I think, on the whole, that David Cameron is a vacuous politician who thinks more about style than substance and whose main policy seems to be "look at me, I'm like tony Blair, but nicer". However, today he has made completely the right decision on Grammar schools and deserves praise for doing so.
David Cameron has highlighted that Grammar schools are full of middle class kids. This is a glaring admission that selection favours the middle classes at the expense of the poor.
The Tory party have a long way to go on this and David Cameron has to do a lot more than this to convince me he has anything to offer those of us who work in education, but it is a good first step in the right direction.
Well done Mr Cameron - Now that's a first from me.
1 comment:
Grammar Schools are full of middle class kids because they're in middle class areas. Before they were destroyed in other areas they were full of children from the area where they were, be it middle class or working class.

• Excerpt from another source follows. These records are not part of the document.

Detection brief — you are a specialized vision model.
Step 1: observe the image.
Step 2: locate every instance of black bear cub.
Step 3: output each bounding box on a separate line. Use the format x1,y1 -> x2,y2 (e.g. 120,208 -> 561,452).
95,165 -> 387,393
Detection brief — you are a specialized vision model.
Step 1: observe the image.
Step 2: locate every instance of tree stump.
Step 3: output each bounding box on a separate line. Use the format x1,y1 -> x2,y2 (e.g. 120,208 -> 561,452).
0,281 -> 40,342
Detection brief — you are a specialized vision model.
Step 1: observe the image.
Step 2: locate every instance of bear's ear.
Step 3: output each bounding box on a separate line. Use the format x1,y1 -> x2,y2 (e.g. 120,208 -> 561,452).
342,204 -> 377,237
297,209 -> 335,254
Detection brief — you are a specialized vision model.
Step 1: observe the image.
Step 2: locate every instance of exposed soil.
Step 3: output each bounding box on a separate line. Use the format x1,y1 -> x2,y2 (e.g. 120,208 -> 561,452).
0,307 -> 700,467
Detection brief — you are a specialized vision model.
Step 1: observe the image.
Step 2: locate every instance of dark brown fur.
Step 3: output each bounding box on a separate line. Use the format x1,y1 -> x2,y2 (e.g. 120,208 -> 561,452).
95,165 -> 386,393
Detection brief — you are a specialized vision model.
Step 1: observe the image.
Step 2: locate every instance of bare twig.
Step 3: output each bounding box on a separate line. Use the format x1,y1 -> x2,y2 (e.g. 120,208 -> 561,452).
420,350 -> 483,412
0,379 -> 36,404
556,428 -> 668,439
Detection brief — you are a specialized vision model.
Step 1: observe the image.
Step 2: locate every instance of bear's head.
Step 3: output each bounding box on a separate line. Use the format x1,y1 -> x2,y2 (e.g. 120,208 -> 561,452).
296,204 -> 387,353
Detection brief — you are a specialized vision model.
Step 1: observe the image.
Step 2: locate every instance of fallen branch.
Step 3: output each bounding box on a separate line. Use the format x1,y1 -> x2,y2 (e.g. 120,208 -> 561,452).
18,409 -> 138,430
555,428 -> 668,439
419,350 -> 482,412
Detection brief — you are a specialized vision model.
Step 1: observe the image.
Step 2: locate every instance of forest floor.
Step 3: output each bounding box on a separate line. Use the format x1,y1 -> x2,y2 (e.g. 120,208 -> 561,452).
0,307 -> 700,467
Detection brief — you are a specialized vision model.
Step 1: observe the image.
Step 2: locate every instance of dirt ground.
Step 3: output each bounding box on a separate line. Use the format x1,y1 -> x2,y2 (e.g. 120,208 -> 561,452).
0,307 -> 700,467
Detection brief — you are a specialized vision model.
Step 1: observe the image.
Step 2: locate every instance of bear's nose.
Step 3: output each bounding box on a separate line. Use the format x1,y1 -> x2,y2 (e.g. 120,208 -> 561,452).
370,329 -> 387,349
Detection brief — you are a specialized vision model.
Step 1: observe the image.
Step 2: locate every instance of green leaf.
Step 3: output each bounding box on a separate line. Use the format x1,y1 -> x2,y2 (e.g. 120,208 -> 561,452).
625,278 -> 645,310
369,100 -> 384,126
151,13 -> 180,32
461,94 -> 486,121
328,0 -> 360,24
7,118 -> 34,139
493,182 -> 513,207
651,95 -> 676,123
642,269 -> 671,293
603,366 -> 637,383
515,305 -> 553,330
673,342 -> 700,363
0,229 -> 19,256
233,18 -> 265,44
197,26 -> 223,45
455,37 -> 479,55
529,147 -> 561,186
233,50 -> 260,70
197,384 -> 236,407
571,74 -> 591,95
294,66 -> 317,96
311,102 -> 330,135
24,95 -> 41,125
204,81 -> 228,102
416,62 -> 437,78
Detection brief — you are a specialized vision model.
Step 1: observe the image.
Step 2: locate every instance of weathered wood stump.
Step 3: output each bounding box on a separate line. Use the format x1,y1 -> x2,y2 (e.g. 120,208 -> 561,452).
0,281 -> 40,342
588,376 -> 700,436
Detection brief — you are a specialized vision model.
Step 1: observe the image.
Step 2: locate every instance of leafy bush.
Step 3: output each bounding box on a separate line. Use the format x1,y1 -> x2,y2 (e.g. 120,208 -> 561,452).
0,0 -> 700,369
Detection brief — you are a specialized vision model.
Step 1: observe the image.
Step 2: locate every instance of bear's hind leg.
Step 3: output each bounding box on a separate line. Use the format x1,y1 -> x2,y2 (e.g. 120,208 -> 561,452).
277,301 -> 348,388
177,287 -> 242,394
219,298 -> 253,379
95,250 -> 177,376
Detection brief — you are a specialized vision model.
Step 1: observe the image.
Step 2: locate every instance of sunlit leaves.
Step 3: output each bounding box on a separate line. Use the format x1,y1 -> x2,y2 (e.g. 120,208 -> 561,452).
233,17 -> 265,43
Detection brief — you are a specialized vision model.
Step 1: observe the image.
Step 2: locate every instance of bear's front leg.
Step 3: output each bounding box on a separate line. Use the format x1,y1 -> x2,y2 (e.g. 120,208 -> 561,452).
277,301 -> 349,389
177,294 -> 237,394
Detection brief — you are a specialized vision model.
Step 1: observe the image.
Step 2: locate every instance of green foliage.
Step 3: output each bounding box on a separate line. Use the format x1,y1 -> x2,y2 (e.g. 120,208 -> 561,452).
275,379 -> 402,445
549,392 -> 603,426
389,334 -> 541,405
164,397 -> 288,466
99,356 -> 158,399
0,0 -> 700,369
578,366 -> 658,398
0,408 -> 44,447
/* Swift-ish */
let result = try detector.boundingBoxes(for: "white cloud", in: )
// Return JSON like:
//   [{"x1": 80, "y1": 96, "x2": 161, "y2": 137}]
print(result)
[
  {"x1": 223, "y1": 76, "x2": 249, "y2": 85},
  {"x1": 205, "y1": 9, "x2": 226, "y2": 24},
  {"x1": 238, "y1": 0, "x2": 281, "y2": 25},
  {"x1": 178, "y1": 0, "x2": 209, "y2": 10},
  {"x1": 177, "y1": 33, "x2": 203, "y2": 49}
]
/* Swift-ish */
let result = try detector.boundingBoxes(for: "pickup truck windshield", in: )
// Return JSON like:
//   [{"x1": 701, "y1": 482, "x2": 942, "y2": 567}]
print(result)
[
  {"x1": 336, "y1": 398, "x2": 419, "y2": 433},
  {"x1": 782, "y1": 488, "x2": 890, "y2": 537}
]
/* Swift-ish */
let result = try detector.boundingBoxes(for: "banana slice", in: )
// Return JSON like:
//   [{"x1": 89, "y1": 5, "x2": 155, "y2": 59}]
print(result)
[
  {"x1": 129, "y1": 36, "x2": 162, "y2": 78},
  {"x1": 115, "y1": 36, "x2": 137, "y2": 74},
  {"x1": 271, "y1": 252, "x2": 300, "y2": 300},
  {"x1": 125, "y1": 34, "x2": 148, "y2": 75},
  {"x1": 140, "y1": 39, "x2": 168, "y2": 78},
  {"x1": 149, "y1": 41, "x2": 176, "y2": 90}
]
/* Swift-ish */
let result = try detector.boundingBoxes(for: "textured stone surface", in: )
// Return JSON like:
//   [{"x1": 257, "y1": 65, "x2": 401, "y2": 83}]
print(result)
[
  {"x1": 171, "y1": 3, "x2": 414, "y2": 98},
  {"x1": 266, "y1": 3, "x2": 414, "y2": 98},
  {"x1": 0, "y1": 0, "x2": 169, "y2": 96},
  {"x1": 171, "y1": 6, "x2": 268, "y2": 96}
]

I never understood why socialists were against the tripartite system, it gave the working classes the best route out of the unpleasant work they did (what miner would want their child to go down the mine?)
The best comprehensives are full of middle class kids too.
The comprehensive system is abhorrent. It seeks to treat all children as the same, to the detriment of their opportunities.
We should allow choice and selection in education. Let parents and children decide on the school through vouchers or tax credits. Let schools select based upon ability. Let education be tailored to the children not to some ideology of egalitarianism.
This also has the huge benefit of removing the state from the running of most schools.
The only problem is the unions won't like it because it reduces their power, but surely this is a case where the children should come first, not the politics of teacher's unions.